Neil Janczyk

Personal information
- Full name: Neil Janczyk
- Date of birth: 7 April 1983 (age 42)
- Place of birth: Edinburgh, Scotland
- Position(s): Midfielder

Team information
- Current team: Easthouses Lily Miners Welfare

Youth career
- 1999–2002: Hibernian

Senior career*
- Years: Team / Apps / (Gls)
- 2002–2005: Heart of Midlothian / 25 / (0)
- 2003: → Alloa Athletic (loan) / 12 / (2)
- 2005–2007: St Johnstone / 10 / (0)
- 2006: → Raith Rovers (loan) / 7 / (0)
- 2007: → Stranraer (loan) / 10 / (1)
- 2007–2012: Brechin City / 125 / (7)
- 2012: East Fife / 18 / (0)
- 2012–2014: Berwick Rangers / 40 / (1)
- 2014: Clyde / 12 / (0)
- 2014–2017: Penicuik Athletic / 57 / (6)
- 2017: Tranent Juniors
- 2017–2018: Bonnyrigg Rose
- 2018–2019: Dalkeith Thistle
- 2019–2020: Whitehill Welfare
- 2020–: Easthouses Lily Miners Welfare

Managerial career
- 2020: Whitehill Welfare

= Neil Janczyk =

Scottish footballer and coach

Neil Janczyk (born 7 April 1983) is a Scottish professional footballer and coach who plays for Easthouses Lily Miners Welfare.

==Career==
He spent his early career at Heart of Midlothian, but he could only manage a handful of appearances before being released. He is best remembered by Hearts fans for two assists in a 2–1 defeat of Edinburgh derby rivals Hibs in a match played at Easter Road on 3 November 2002.

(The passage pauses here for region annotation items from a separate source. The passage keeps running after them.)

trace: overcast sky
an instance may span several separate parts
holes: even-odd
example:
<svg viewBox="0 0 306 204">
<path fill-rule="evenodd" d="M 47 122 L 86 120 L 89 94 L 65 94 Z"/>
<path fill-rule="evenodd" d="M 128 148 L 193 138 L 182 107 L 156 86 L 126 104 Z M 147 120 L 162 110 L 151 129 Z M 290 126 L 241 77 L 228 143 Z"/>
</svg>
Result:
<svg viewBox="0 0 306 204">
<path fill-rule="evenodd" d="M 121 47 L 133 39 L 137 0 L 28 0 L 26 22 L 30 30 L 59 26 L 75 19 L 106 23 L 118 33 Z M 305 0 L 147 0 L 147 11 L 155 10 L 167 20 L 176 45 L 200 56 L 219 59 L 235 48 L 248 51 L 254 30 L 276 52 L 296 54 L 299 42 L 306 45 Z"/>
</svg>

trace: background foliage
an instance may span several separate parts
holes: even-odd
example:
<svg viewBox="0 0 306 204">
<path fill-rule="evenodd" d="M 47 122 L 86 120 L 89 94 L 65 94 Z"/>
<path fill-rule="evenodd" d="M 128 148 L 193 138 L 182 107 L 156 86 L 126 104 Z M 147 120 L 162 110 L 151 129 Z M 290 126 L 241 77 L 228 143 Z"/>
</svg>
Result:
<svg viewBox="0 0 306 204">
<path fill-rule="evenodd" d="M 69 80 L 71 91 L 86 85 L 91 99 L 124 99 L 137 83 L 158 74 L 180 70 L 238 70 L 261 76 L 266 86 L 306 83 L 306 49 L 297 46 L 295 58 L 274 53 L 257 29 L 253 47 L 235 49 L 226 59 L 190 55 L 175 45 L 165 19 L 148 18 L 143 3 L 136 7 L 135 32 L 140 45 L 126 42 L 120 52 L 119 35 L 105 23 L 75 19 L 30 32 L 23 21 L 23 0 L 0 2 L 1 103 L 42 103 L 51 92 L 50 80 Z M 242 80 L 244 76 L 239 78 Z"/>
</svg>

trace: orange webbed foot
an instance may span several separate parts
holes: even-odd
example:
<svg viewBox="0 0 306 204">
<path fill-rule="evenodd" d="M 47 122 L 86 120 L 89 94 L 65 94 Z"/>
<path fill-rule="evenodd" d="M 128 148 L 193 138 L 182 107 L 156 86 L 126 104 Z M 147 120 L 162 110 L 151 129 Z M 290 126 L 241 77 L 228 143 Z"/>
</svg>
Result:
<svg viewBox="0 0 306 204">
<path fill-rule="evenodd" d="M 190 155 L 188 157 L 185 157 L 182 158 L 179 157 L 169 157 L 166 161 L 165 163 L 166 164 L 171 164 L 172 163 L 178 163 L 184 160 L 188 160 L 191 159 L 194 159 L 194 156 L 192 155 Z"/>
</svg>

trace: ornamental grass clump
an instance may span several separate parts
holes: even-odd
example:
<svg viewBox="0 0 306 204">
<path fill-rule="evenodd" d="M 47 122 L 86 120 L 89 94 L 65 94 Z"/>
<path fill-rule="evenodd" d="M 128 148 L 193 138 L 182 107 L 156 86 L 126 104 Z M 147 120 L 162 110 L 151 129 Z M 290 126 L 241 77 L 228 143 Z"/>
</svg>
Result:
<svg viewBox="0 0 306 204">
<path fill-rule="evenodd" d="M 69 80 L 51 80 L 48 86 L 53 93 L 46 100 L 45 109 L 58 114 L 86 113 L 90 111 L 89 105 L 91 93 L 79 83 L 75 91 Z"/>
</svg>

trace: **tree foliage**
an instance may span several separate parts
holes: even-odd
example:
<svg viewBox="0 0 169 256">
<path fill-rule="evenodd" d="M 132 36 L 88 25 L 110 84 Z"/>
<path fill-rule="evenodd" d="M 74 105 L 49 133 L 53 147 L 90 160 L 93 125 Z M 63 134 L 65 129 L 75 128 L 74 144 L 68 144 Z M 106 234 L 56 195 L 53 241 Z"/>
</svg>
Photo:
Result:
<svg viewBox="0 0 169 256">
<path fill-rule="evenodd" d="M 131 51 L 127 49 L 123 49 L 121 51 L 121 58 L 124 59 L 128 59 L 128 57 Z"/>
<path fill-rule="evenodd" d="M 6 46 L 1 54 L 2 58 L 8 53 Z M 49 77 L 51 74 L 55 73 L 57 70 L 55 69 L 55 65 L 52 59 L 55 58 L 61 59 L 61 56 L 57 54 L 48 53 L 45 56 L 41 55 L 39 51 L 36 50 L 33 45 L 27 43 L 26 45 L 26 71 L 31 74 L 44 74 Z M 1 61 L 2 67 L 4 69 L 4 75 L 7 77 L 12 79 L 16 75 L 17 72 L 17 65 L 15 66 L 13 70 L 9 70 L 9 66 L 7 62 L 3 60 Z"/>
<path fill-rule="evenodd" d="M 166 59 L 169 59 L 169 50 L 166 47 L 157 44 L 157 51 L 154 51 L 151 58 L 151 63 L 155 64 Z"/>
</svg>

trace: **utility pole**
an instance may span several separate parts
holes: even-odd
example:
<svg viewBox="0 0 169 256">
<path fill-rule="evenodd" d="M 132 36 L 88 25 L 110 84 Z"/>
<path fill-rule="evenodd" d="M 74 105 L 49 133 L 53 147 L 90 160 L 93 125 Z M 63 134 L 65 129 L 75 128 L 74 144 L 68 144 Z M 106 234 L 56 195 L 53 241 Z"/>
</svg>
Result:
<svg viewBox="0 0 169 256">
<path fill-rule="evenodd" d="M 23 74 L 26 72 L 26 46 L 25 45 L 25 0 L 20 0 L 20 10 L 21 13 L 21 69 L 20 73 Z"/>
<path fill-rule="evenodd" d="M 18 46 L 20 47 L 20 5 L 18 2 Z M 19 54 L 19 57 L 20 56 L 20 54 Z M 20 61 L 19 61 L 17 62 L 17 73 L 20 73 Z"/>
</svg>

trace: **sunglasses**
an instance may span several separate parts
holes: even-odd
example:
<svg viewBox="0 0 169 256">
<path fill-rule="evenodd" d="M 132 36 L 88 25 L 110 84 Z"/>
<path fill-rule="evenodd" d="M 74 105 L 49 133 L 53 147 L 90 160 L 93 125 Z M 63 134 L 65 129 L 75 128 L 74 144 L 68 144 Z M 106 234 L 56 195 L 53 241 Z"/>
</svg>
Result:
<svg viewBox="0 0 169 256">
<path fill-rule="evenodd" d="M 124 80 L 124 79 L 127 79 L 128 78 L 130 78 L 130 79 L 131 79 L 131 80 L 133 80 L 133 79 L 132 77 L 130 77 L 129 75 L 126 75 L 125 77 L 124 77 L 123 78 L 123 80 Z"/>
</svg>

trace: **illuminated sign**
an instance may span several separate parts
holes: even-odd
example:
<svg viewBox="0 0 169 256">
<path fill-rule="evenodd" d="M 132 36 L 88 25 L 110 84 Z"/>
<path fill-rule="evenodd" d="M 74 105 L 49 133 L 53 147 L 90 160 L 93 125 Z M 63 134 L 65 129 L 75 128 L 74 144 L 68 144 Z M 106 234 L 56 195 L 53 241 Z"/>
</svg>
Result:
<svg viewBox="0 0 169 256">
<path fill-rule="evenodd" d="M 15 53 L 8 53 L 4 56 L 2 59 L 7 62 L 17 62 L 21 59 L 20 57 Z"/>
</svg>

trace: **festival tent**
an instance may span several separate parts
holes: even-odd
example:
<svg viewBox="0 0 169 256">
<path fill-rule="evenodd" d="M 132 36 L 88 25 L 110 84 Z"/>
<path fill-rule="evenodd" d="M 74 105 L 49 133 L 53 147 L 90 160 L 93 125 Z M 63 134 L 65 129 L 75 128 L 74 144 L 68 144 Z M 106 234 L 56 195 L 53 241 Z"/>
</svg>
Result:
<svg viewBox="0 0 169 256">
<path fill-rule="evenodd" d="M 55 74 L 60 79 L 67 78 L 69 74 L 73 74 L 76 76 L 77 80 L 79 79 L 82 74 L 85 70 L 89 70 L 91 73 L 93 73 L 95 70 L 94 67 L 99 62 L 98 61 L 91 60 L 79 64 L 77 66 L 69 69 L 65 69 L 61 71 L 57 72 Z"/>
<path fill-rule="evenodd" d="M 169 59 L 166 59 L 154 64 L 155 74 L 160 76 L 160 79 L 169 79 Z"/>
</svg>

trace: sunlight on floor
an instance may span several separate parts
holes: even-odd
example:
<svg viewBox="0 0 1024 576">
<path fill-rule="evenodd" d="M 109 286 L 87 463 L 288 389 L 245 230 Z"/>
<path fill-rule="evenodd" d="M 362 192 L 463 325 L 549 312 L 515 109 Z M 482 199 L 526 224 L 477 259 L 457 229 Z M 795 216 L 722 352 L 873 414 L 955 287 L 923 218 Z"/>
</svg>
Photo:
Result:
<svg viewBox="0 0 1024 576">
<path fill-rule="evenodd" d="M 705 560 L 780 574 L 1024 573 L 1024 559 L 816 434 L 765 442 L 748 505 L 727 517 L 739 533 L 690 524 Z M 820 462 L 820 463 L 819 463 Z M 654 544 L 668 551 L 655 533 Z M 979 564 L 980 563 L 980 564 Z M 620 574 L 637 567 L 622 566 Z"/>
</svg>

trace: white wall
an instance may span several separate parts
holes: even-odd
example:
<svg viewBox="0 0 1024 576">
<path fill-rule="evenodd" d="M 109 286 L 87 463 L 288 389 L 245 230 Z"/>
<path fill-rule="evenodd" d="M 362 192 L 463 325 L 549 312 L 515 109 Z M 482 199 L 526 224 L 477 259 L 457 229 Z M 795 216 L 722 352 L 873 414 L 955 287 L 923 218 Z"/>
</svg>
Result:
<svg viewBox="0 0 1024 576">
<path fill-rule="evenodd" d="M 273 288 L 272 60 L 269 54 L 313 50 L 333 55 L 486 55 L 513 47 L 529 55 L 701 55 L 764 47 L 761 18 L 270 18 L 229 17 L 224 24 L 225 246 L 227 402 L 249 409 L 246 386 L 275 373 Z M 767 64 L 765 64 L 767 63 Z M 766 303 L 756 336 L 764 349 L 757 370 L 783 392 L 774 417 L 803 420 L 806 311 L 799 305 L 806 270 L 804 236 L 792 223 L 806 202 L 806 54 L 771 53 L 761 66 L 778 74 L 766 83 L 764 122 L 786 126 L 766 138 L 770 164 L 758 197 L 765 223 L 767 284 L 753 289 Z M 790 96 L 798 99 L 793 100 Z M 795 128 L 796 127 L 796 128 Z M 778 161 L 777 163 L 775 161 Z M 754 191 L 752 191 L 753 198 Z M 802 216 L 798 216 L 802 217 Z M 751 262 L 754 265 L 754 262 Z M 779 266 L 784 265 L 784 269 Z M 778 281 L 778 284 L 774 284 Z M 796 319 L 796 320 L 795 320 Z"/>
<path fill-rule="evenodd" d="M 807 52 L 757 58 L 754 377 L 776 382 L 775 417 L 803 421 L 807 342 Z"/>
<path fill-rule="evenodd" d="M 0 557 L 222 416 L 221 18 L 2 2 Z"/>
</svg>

Janczyk was released by Hearts in 2005 and he then signed for St Johnstone. He scored his first and only goal for St Johnstone in a Scottish Challenge Cup tie against Partick Thistle. He again failed to hold down a regular place, and St Johnstone loaned Janczyk out to Raith Rovers and then Stranraer (where he scored once against Morton). He was released by St Johnstone at the end of the 2006–07 season after two years with the club. Janczyk signed for Brechin City in July 2007 and moved to East Fife in January 2012. He then signed for Berwick Rangers in July 2012, scoring once against Queen's Park, before moving to Clyde on 27 January 2014 having already featured in two matches for them as a trialist.

On 5 June 2014, Janczyk signed for Penicuik Athletic after he was released by Clyde. Janczyk ended the season with six goals from thirty-six appearances, and having claimed the goal of the season award, for a strike against Glenrothes.

Janczyk signed with Tranent in 2017, however, moved to Bonnyrigg Rose, only a few months later, where he held a dual role as a player and assistant manager. Janczyk signed with Dalkeith Thistle in 2018 and Whitehill Welfare in 2019.

Janczyk was announced as Whitehill Welfare manager in April 2020. He resigned on 8 November 2020.

Janczyk signed with Easthouses Lily Miners Welfare as a player on 18 November 2020.